Mayor Bob Scott proposed the idea of a tax increase to the board in the coming fiscal year. A one cent tax increase for residents living in the town of Franklin would generate $60,000 in additional funds for the town’s budget. With a current tax rate of 28 cents, one of the lowest in the state and the lowest municipal rate in western North Carolina, residents with a home valuation of $100,000 pay $280 in town taxes a year. 

“So if we were to increase the tax rate to, lets say, 32 cents, that would mean on a $100,000 house, residents would have to pay $320 a year in taxes or an additional $40 a year,” said council member David Culpepper. “And that extra $40 a year per household would mean an additional $240,000 for the town.” 

Culpepper said he wasn’t sure if he would be in favor of a tax increase at this point in the budget process or not, but wanted to put into perspective what such a proposal would mean for homeowners within the city limits. 

“Before we burden residents with a tax increase, I think we should have something tangible to show them as to what the increase will be funding,” said Culpepper. 

“Would we be burdening them with a tax increase, or would we be asking them to pay for services that they can’t afford on their own?,” asked Mayor Scott. 

Councilmember Brandon McMahan agreed with Culpepper and said that before considering a tax increase, he would like to see a detailed explanation of what could be funded with the additional revenue. 

“With the additional money, the town would be like a child on Christmas,” said Mayor Scott. “Give me some money, and I’ll find something to do with it.” 

Scott said that every department within the town is strapped for funding and everything from streets and sidewalks to new police vehicles could be possible if additional funding was available. 

Councilmember Barbara McRae said that if additional funding was available, she would like to see some of the money to go toward a grant writing position or contract services that could help the town secure grant opportunities that could fund services and improvements within the city limits that would free up town operating dollars for other needs. 

Woodard cautioned board members, that while the town could make it another year without a budget increase, there are needs within the town such as aging utility vehicles that will need to be addressed sooner rather than later. The town’s street sweeper is about ready to let it go, and going down the street is a challenge. To replace the vehicle, the town would be looking at a $320,000 expense, but with the street sweeper about ready to let go, it shimmy’s into the garage once or twice a month. Woodard said the town can’t just keep fixing it up and passing it off now.  

Councilmember Dinah Mashburn said she would also need to know specifics of where money would be spent prior to considering a tax increase. 

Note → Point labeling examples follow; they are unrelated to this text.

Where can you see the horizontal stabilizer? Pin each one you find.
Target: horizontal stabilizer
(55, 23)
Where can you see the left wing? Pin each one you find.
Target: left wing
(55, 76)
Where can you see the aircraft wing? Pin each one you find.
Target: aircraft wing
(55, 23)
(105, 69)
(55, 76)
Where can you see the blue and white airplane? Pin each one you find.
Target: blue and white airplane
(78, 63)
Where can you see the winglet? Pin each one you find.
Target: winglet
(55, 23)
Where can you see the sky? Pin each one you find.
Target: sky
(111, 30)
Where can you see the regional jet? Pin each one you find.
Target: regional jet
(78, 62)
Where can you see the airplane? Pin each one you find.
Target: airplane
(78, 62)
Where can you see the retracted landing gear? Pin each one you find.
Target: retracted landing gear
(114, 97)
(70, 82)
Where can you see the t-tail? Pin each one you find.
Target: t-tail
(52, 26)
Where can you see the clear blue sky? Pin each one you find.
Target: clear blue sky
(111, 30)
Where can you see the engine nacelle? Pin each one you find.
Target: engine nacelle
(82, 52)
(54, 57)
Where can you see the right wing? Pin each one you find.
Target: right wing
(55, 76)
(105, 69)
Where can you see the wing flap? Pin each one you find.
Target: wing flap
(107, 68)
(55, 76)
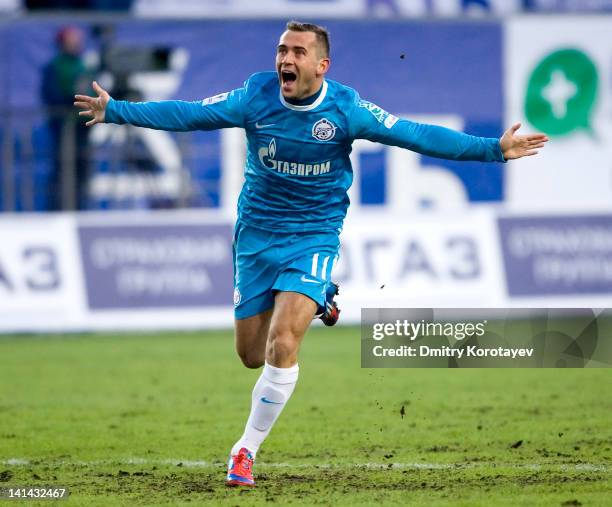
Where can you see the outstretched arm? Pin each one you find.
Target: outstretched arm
(224, 110)
(517, 146)
(369, 121)
(93, 107)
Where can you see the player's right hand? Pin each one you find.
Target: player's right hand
(94, 107)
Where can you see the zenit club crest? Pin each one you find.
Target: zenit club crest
(324, 130)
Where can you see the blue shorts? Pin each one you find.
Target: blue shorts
(266, 262)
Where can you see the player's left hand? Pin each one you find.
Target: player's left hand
(517, 146)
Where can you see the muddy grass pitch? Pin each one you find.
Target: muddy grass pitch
(149, 419)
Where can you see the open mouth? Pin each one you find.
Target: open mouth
(287, 76)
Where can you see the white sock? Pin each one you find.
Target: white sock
(272, 390)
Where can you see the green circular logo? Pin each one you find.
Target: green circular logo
(561, 93)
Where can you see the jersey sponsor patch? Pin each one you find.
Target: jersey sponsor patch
(324, 130)
(215, 98)
(388, 120)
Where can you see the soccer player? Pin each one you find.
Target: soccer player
(299, 128)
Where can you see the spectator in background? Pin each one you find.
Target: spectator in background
(64, 76)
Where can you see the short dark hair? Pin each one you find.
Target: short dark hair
(320, 31)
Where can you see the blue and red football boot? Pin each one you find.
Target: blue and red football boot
(331, 313)
(240, 469)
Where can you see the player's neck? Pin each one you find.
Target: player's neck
(306, 101)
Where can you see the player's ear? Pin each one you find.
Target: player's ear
(323, 66)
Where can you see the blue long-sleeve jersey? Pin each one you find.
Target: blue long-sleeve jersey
(298, 169)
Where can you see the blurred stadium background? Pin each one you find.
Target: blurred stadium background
(117, 230)
(103, 228)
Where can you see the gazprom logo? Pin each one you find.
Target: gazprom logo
(267, 156)
(268, 153)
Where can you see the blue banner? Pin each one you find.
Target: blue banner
(409, 68)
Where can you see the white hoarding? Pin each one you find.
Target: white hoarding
(558, 80)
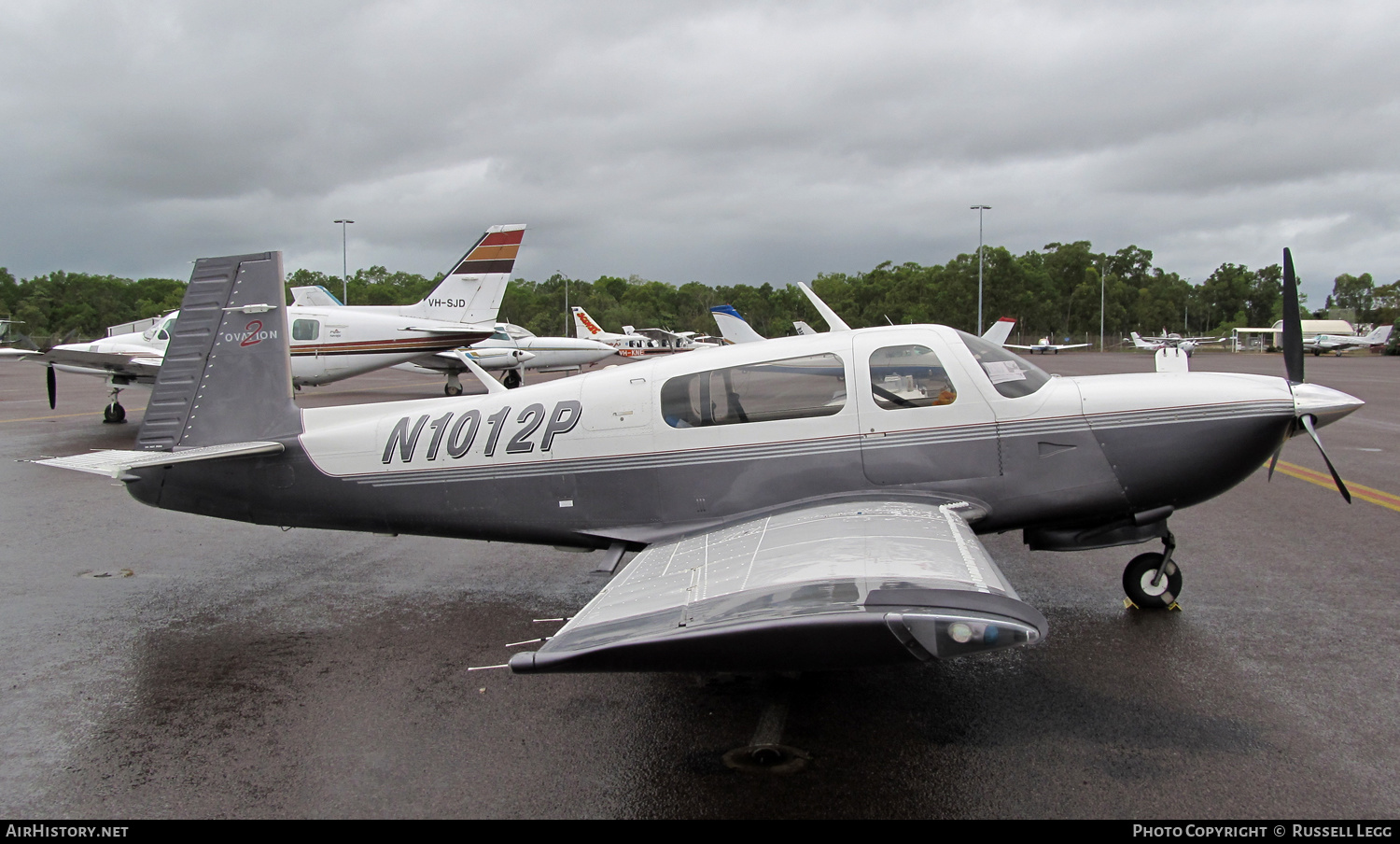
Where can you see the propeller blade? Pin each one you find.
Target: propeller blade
(1336, 477)
(1293, 324)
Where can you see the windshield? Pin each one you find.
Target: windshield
(1011, 374)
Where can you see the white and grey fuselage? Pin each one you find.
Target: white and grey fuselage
(652, 448)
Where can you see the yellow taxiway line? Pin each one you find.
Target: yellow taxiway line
(64, 416)
(1324, 480)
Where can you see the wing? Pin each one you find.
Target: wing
(829, 585)
(132, 364)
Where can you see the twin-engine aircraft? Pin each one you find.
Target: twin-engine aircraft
(514, 350)
(637, 342)
(328, 341)
(801, 502)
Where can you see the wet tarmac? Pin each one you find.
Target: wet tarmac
(164, 665)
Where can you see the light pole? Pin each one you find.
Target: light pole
(1103, 274)
(979, 209)
(344, 266)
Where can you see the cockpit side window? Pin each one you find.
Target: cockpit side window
(1011, 374)
(791, 388)
(909, 377)
(305, 330)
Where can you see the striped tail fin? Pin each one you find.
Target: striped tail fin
(475, 288)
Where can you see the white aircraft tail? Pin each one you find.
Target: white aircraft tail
(475, 288)
(314, 296)
(733, 327)
(1000, 331)
(1172, 360)
(834, 322)
(587, 325)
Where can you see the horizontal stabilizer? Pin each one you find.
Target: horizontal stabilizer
(833, 585)
(114, 463)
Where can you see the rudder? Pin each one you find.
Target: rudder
(227, 370)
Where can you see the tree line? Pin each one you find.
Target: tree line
(1052, 291)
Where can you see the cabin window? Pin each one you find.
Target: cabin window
(909, 377)
(1011, 374)
(305, 330)
(791, 388)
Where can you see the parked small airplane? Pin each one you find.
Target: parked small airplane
(1044, 345)
(1341, 344)
(328, 341)
(668, 341)
(834, 485)
(1172, 341)
(512, 349)
(629, 344)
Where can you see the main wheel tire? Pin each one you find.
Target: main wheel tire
(1140, 577)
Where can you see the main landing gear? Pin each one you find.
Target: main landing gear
(114, 414)
(1154, 581)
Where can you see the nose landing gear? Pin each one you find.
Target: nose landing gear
(1154, 581)
(114, 414)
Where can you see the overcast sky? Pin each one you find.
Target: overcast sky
(711, 142)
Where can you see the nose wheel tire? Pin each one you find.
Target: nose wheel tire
(1141, 585)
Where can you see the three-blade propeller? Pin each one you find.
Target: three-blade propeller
(1294, 364)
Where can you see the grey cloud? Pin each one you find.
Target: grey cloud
(714, 142)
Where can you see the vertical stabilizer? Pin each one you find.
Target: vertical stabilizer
(1000, 331)
(585, 324)
(227, 370)
(475, 288)
(834, 322)
(733, 327)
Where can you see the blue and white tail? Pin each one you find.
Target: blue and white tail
(733, 327)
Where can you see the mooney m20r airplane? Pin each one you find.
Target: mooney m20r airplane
(834, 485)
(329, 342)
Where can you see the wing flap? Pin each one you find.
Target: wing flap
(114, 463)
(832, 585)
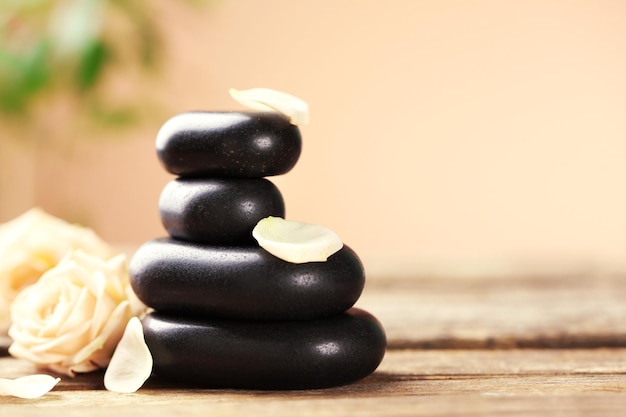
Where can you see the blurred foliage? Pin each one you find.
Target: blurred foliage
(67, 48)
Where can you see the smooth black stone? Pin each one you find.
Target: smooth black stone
(265, 355)
(228, 144)
(220, 211)
(243, 282)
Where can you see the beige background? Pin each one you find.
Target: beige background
(443, 133)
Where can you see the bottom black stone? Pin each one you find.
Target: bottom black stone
(265, 355)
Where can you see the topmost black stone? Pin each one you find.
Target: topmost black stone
(228, 144)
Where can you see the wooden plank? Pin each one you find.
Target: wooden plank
(408, 383)
(574, 311)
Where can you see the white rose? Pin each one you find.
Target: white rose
(33, 243)
(71, 320)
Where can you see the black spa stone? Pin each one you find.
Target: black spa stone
(228, 144)
(216, 353)
(242, 282)
(218, 210)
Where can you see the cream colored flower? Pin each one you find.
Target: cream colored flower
(71, 320)
(33, 243)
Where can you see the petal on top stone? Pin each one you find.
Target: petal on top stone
(265, 99)
(296, 242)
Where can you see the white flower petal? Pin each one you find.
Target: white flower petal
(296, 242)
(131, 364)
(265, 99)
(32, 386)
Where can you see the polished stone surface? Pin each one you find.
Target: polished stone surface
(228, 144)
(216, 353)
(220, 211)
(243, 282)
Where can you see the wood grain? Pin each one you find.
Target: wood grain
(408, 382)
(584, 311)
(551, 345)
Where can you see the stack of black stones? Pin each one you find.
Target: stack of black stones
(227, 313)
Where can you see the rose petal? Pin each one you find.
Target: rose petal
(131, 364)
(266, 99)
(296, 242)
(32, 386)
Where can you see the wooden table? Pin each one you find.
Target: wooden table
(465, 345)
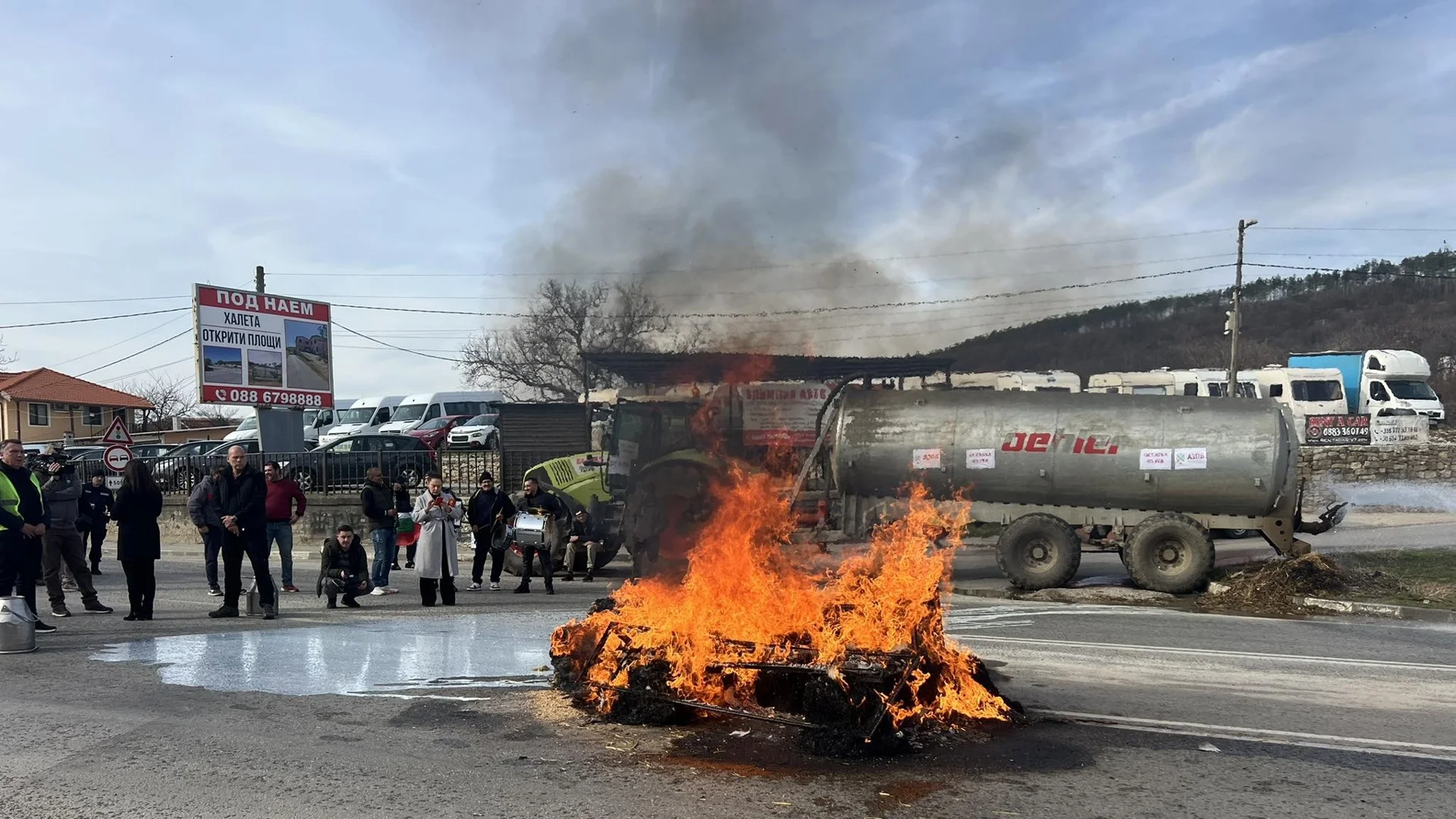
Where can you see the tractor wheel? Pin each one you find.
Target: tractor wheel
(1169, 553)
(1038, 551)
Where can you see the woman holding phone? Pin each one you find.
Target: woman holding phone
(437, 513)
(139, 539)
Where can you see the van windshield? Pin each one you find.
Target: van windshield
(1411, 390)
(1316, 391)
(357, 416)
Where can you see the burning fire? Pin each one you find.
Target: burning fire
(747, 608)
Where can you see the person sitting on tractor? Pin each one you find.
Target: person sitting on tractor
(548, 506)
(585, 534)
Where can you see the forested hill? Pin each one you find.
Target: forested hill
(1407, 306)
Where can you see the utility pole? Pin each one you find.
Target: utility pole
(1232, 325)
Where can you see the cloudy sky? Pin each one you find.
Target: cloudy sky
(443, 155)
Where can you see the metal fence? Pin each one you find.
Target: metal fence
(319, 472)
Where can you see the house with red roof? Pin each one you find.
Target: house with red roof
(44, 406)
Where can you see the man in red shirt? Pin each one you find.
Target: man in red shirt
(281, 516)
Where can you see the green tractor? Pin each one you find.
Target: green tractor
(651, 479)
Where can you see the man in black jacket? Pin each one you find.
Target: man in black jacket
(344, 569)
(24, 519)
(383, 516)
(242, 494)
(488, 513)
(585, 534)
(545, 504)
(96, 502)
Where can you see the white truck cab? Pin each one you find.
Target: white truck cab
(1307, 391)
(1152, 382)
(363, 417)
(422, 407)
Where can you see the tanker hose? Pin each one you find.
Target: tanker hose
(1331, 518)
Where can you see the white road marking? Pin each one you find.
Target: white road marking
(1213, 653)
(1269, 736)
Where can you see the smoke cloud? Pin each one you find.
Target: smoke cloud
(780, 155)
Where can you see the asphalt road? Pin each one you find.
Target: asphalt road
(440, 713)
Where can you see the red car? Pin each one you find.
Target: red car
(433, 433)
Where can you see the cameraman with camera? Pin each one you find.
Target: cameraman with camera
(63, 539)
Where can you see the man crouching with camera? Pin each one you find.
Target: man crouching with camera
(63, 539)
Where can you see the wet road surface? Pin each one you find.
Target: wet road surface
(200, 723)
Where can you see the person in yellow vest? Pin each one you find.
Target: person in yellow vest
(24, 519)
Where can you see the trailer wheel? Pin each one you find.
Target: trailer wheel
(1169, 553)
(1038, 551)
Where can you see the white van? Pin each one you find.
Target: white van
(1152, 382)
(428, 406)
(1307, 391)
(1053, 381)
(363, 417)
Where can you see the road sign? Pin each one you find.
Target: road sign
(117, 457)
(117, 433)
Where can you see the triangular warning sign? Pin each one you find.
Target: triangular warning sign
(117, 433)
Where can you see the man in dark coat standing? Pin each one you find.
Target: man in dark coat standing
(96, 503)
(243, 494)
(24, 519)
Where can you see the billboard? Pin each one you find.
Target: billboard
(262, 350)
(781, 413)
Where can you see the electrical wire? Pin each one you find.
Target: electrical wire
(137, 353)
(96, 318)
(117, 344)
(392, 346)
(772, 267)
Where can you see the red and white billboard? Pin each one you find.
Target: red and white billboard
(262, 350)
(781, 413)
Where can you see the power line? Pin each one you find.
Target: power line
(392, 346)
(115, 379)
(826, 308)
(117, 344)
(137, 353)
(96, 318)
(1367, 229)
(769, 267)
(1354, 271)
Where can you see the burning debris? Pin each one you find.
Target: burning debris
(856, 654)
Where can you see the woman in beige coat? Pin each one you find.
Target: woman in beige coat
(437, 513)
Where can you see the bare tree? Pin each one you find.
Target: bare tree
(544, 354)
(171, 398)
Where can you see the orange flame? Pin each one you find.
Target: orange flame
(746, 598)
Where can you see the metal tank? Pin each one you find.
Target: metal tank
(1141, 452)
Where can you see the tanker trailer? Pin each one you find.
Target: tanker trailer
(1069, 472)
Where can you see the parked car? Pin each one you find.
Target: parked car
(436, 431)
(343, 464)
(476, 433)
(150, 449)
(184, 465)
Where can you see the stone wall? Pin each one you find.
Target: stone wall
(1430, 465)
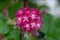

Franklin’s tax rate has not always been as historically low as it currently is, however. According to Woodard, dating back to 2005, Franklin’s tax rate was 43 cents, but town leaders more than 10 years ago lowered the rate and the overall budget. Franklin’s rate was 26 cents per $100 valuation about four years ago when the town of Franklin saw its most recent tax increase to the current 28 cents. For comparison, the town of Sylva’s tax rate is currently 42.5 cents, and Sylva town leaders are currently considering a tax increase to be able to adequately fund services. 

The next step in the budget process is for department heads to submit their budget requests to the town manager, who will evaluate the needs before presenting them to the board.